Opinion

Les lignes rouges de la rhétorique diplomatique

OPINION. La métaphore de la «ligne rouge» est à la mode. C’est la preuve qu’elle ne fait plus peur. Elle est à la rhétorique politique ce que la ligne Maginot était à la guerre

Réuni ce mercredi sous la présidence d’Alain Berset, le Conseil fédéral est devant une ligne rouge auto-placée. Passera, passera pas? Les Sept ont à décider s’ils restent dans leur interprétation souverainiste des bilatérales, blindée d’affirmations «non négociables», ou si, considérant le prix exorbitant de la préférence nationale, ils franchissent la ligne qu’en mars Ignazio Cassis qualifiait de «rouge»: le maintien des mesures d’accompagnement de la libre circulation des travailleurs que l’Union européenne considère, à tort ou à raison, comme protectionniste. Il y va du sauvetage d’une négociation censée mener à une relation réformée entre l’UE et la Suisse.

Métaphore romaine

Il y va aussi du sort d’une métaphore venue des Romains – la ligne tracée dans le sable comme limite à la prétention ou l’audace des autres. Elle est menacée par le poncif des rhéteurs de salles communales occupés à se rendre importants. La ligne est d’autant plus rouge que grandit l’impuissance des politiciens à la faire respecter. Le souvenir le plus cuisant de notre temps est évidemment la condamnation sans suite de l’usage d’armes chimiques contre la rébellion en Syrie en 2012. Signalé par Barack Obama comme le franchissement d’une «ligne rouge», l’acte infâme de Bachar el-Assad, de ce fait, appelait une rétorsion.

Elle ne vint jamais, faute de soutien parlementaire au Capitole ou à Westminster. Depuis, dans une banalisation générale du concept, les Russes annoncent leurs «lignes rouges» en Syrie, les Britanniques posent les leurs sur le Brexit, l’Union européenne les siennes sur la République d’Irlande, etc. Ignazio Cassis est en bonne compagnie. La ligne rouge est la ligne Maginot de la rhétorique diplomatique, aussi grandiloquente que franchissable.

Aire tracée au crayon rouge

Avant son accaparement par les plaideurs politiques, la ligne rouge référait au territoire et à la guerre. En 1928, par exemple, était signé à Ostende «l’accord de la ligne rouge» qui octroyait à un consortium de compagnies pétrolières anglaises, américaines et françaises le droit exclusif d’exploitation du pétrole dans tout l’ancien Empire ottoman, sauf l’Egypte et le Koweit. L’aire de validité de l’accord avait été dessinée au crayon rouge sur une carte par un homme d’affaires arménien, Calouste Gulbenkian, bon connaisseur du rôle futur du pétrole et de l’ignorance qu’en avait le pouvoir turc.

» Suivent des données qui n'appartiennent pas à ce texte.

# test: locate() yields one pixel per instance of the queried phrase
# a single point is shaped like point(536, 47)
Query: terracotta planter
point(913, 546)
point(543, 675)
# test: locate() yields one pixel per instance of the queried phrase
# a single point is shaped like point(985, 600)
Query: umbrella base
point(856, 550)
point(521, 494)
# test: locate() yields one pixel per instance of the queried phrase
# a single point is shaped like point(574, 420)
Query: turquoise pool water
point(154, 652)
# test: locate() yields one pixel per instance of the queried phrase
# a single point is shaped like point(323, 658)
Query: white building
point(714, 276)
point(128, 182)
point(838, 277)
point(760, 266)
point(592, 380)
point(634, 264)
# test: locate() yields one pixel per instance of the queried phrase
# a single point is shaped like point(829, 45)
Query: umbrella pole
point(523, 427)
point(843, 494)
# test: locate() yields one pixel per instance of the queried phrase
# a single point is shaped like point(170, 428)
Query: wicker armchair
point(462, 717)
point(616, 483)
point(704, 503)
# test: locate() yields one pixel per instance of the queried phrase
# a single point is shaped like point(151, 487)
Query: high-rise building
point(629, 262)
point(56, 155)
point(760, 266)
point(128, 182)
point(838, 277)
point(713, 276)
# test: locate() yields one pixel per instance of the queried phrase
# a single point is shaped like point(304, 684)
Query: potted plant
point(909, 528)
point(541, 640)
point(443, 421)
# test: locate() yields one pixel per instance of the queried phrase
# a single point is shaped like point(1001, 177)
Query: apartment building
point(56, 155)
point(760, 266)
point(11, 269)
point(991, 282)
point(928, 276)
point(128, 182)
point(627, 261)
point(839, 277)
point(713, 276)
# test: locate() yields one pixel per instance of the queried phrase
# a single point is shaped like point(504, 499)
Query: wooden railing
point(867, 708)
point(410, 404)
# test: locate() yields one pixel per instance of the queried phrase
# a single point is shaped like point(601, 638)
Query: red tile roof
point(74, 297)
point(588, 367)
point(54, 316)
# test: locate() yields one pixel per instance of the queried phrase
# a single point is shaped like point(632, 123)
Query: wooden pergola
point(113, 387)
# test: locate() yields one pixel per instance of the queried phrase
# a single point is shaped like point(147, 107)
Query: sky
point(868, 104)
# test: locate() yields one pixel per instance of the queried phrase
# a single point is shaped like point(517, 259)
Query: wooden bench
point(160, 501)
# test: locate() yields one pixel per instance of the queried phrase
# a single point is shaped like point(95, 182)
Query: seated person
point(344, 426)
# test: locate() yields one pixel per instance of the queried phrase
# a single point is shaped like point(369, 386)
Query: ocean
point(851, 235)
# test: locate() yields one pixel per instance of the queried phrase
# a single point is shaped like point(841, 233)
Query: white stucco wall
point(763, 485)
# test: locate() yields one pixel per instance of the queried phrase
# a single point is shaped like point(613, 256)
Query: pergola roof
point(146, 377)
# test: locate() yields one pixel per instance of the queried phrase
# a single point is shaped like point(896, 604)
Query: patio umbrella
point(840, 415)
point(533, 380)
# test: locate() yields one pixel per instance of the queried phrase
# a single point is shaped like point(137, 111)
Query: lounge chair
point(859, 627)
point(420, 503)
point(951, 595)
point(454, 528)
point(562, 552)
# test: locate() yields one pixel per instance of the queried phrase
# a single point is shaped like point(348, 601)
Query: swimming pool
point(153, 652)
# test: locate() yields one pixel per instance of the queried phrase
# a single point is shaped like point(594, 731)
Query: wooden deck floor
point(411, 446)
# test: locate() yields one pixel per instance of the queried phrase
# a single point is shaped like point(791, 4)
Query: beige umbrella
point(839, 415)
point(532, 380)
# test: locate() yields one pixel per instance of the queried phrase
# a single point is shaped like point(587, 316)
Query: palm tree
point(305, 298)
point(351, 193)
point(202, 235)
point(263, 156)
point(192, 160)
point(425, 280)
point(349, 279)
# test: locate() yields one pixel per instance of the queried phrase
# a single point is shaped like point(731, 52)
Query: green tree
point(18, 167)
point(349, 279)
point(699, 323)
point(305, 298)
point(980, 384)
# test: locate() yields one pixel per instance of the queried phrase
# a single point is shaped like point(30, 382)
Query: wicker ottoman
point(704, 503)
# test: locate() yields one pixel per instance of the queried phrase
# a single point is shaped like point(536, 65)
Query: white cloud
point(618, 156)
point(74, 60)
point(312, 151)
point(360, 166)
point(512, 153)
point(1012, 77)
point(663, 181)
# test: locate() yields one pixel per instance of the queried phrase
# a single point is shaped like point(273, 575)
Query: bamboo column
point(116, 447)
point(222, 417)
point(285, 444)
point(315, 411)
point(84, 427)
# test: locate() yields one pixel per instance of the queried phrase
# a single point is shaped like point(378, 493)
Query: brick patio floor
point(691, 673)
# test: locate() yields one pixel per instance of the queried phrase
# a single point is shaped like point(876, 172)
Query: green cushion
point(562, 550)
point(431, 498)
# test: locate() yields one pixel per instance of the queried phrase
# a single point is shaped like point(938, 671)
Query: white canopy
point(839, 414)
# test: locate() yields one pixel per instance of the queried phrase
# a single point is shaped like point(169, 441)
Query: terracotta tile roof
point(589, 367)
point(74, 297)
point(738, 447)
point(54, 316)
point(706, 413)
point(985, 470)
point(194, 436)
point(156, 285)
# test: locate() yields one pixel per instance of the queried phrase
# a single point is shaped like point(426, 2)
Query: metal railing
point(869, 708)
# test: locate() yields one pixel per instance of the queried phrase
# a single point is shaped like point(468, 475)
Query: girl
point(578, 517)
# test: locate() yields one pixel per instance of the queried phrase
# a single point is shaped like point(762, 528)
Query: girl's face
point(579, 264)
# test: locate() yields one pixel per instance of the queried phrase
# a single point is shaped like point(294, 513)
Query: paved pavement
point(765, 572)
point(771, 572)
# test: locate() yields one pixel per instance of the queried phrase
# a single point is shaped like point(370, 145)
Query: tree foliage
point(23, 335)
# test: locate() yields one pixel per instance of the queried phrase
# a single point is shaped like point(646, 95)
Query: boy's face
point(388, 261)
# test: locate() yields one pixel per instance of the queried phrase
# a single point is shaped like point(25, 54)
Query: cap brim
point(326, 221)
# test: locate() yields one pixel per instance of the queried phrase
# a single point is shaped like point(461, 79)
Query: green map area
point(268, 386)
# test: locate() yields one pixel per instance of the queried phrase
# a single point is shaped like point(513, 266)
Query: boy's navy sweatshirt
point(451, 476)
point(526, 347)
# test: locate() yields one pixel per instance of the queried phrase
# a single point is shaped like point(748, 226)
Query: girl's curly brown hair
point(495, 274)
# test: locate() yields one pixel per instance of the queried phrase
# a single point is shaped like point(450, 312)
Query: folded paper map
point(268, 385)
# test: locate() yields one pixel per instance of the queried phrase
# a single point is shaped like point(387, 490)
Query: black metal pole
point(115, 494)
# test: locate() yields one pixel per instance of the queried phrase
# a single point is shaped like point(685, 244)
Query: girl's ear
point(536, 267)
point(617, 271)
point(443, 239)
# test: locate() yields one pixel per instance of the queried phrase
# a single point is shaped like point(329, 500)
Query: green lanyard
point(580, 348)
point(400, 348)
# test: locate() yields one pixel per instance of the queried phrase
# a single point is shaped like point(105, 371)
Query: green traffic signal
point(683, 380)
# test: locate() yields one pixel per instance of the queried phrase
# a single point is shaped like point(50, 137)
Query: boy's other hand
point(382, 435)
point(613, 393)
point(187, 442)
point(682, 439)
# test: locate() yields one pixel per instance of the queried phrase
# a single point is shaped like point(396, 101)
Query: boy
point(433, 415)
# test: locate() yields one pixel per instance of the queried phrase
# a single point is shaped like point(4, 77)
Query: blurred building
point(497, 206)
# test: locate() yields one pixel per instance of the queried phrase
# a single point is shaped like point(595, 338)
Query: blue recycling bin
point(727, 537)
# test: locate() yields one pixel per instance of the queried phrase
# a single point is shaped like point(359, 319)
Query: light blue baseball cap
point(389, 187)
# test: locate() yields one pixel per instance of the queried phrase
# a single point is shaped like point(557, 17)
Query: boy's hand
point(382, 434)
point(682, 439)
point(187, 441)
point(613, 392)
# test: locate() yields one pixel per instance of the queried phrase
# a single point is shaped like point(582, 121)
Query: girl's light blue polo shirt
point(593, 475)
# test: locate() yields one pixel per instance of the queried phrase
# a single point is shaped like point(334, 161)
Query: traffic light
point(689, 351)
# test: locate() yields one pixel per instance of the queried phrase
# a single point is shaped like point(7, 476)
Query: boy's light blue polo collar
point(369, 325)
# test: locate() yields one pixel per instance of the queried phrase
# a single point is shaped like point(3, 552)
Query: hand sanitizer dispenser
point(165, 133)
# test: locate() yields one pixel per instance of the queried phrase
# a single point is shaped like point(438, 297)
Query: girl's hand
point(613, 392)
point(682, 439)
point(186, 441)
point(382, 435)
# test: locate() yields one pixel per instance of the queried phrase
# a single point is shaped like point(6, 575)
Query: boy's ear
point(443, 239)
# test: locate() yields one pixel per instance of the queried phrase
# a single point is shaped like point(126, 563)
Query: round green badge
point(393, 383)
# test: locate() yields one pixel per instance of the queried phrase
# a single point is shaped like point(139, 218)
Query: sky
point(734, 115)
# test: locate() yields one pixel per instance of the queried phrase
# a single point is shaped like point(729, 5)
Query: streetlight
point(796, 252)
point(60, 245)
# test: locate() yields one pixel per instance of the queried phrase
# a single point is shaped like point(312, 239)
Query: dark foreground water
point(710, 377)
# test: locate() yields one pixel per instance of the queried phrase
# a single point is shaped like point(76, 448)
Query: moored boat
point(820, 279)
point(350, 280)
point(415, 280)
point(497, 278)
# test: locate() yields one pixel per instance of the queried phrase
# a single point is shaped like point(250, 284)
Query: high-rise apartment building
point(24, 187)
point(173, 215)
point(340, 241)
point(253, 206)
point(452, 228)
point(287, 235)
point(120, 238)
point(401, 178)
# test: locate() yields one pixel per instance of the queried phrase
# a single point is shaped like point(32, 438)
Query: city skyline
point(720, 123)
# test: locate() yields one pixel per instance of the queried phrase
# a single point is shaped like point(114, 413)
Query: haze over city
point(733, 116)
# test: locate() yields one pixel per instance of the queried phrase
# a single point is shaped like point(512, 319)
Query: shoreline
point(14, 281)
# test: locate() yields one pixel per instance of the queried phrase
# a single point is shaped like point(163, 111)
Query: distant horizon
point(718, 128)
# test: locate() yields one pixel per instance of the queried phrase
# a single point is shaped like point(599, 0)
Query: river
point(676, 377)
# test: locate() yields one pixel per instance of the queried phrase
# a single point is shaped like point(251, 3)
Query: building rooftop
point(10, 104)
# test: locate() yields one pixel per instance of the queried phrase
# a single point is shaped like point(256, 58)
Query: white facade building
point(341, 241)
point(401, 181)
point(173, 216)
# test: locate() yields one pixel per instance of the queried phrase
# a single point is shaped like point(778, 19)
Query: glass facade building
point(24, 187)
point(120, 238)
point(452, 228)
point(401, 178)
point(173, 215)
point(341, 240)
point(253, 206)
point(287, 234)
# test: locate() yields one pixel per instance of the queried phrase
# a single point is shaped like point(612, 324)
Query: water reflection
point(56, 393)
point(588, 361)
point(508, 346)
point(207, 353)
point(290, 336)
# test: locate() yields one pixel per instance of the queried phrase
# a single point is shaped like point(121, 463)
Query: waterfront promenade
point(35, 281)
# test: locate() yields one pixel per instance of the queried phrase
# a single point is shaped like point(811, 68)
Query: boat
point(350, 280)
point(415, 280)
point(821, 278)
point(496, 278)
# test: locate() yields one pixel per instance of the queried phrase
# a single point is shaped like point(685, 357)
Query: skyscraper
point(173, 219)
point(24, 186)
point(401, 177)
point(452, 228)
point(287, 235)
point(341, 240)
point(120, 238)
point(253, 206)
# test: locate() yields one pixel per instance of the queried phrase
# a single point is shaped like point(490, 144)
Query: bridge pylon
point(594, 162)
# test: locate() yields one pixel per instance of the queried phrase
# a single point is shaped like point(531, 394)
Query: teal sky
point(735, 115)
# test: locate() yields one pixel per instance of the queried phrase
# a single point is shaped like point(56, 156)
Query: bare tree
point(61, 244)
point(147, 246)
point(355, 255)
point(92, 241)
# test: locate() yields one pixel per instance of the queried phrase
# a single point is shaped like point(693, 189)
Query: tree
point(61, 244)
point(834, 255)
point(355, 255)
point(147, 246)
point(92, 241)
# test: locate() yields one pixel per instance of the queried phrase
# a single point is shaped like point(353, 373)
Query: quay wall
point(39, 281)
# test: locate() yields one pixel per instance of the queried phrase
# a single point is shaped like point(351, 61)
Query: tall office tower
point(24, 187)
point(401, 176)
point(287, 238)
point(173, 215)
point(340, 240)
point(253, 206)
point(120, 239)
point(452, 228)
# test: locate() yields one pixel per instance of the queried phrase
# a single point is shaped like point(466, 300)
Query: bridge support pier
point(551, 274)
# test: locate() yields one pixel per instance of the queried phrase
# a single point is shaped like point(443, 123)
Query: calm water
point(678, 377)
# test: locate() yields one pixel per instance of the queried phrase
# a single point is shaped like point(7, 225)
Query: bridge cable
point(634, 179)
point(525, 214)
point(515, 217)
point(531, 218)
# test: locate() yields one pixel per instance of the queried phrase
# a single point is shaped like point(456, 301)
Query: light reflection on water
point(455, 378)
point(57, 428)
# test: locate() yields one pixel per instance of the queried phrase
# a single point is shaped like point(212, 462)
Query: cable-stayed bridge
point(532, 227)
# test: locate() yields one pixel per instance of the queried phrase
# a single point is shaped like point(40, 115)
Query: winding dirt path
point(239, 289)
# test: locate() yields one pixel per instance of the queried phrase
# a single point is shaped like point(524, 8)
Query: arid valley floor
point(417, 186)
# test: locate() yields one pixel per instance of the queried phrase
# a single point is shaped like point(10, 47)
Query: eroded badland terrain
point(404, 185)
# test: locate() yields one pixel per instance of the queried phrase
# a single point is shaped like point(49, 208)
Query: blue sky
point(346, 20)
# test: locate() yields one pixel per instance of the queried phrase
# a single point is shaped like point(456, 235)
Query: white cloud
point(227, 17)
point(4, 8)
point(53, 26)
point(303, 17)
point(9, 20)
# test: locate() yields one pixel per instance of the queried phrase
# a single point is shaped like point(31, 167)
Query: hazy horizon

Elle englobait la Turquie, la Mésopotamie et toute la péninsule Arabique. Les compagnies signataires s’engageaient à ne pas y exploiter seules de nouveaux gisements. Elles le feraient ensemble ou s’abstiendraient. La ligne n’a pas tenu. Loin de s’abstenir, les compagnies américaines ont acheté des concessions à Oman, à Bahreïn, au Qatar, avant de faire main basse sur l’Arabie saoudite où elles fondaient l’Arabian American Company, Aramco, en 1946.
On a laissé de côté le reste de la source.